Question

Evalute :$\:\lim_{x\to1} \: \dfrac{ {x}^{3} - 1}{ {x}^{2} - 6x + 5}$​

Answer 1

EXPLANATION.

$\sf \implies \lim_{x \to 1} \dfrac{x^{3} -1}{x^{2} -6x + 5}$

As we know that,

Put the value of x = 1 in equation and check their form, we get.

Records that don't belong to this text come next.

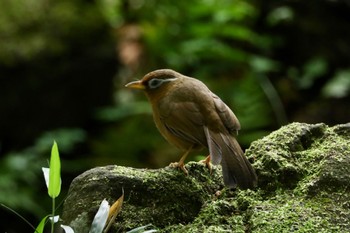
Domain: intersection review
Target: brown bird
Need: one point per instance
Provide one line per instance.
(191, 117)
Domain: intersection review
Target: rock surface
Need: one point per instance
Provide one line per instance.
(304, 184)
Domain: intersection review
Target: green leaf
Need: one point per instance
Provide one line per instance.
(55, 172)
(40, 227)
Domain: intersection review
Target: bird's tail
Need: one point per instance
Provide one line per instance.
(236, 169)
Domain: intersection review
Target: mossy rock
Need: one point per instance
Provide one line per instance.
(304, 184)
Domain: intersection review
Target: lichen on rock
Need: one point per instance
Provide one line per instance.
(304, 184)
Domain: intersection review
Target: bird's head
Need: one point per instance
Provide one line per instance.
(157, 82)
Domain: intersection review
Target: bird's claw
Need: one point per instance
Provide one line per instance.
(207, 164)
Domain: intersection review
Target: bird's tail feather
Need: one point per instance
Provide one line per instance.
(236, 169)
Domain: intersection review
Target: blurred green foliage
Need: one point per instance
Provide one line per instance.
(272, 61)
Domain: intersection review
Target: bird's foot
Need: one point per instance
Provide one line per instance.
(179, 165)
(207, 164)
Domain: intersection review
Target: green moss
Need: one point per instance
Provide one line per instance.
(304, 186)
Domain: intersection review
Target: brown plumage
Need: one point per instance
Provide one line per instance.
(191, 117)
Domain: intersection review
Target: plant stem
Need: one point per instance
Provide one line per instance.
(53, 215)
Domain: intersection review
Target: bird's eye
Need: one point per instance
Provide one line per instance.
(154, 83)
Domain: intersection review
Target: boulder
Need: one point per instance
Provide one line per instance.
(304, 184)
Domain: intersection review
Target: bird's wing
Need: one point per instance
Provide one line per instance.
(184, 120)
(226, 115)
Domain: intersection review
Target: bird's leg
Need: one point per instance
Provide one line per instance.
(181, 163)
(207, 163)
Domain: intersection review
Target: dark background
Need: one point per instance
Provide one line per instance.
(63, 65)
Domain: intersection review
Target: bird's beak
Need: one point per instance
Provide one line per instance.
(136, 85)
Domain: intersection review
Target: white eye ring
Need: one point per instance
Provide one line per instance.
(156, 82)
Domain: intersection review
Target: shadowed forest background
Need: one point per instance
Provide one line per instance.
(63, 66)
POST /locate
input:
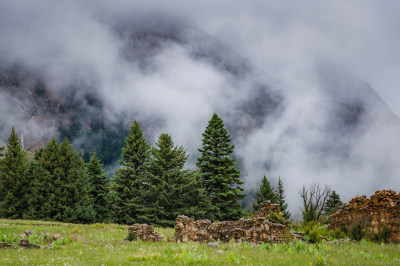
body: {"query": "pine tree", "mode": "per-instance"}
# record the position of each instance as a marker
(171, 188)
(219, 174)
(60, 189)
(13, 179)
(333, 203)
(46, 183)
(129, 185)
(280, 195)
(99, 187)
(266, 193)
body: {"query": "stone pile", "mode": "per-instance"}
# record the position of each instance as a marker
(380, 211)
(24, 243)
(267, 207)
(145, 233)
(254, 230)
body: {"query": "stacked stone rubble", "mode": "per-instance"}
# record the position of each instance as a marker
(380, 211)
(144, 232)
(254, 230)
(266, 207)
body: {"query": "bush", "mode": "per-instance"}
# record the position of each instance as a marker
(309, 216)
(357, 232)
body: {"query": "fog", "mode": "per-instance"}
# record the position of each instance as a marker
(315, 55)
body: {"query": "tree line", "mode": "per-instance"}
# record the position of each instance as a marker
(150, 186)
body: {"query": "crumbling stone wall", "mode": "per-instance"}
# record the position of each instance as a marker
(267, 207)
(255, 230)
(145, 232)
(381, 210)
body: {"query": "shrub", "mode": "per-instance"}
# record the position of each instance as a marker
(309, 216)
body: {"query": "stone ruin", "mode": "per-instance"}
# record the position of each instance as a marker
(266, 208)
(144, 232)
(380, 211)
(255, 230)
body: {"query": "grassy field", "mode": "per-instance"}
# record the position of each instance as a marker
(103, 244)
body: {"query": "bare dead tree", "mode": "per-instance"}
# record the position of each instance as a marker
(314, 198)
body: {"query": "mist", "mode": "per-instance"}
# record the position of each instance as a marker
(328, 71)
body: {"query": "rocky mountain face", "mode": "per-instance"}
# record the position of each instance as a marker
(265, 127)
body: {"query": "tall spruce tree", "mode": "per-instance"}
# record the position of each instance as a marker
(218, 171)
(266, 193)
(280, 196)
(333, 203)
(173, 190)
(46, 183)
(130, 186)
(13, 179)
(99, 187)
(60, 189)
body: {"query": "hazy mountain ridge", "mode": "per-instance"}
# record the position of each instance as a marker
(171, 76)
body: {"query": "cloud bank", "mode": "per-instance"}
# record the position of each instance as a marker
(313, 61)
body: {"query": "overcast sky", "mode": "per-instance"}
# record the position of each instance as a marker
(284, 43)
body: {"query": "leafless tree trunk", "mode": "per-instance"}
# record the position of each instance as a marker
(314, 198)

$\sf \implies \lim_{x\to 1} \dfrac{1^{3} - 1}{1 - 6(1) + 5}$

$\sf \implies \lim_{x\to 1} \dfrac{0}{0}$

As we can see that,

it is in the form of 0/0.

So we can factorizes the equation, we get.

⇒ x² - 6x + 5.

Factorizes into middle term split, we get.

⇒ x² - 5x - x + 5.

⇒ x(x - 5) - 1(x - 5).

⇒ (x - 1)(x - 5).

⇒ x³ - 1.

We can write as : x³ - 1³.

it is in the form of a³ - b³.

Formula of : a³ - b³.

⇒ a³ - b³ = (a - b)(a² + ab + b²).

⇒ x³ - 1³ = (x - 1)(x² + x + 1).

Put the value in the equation, we get.

$\sf \implies \lim_{x\to 1} \dfrac{(x - 1)(x^{2} +x + 1)}{(x - 1)(x - 5)}$

$\sf \implies \lim_{x\to 1} \dfrac{(x^{2} +x+1)}{(x - 5)}$

Put the value of x = 1 in equation, we get.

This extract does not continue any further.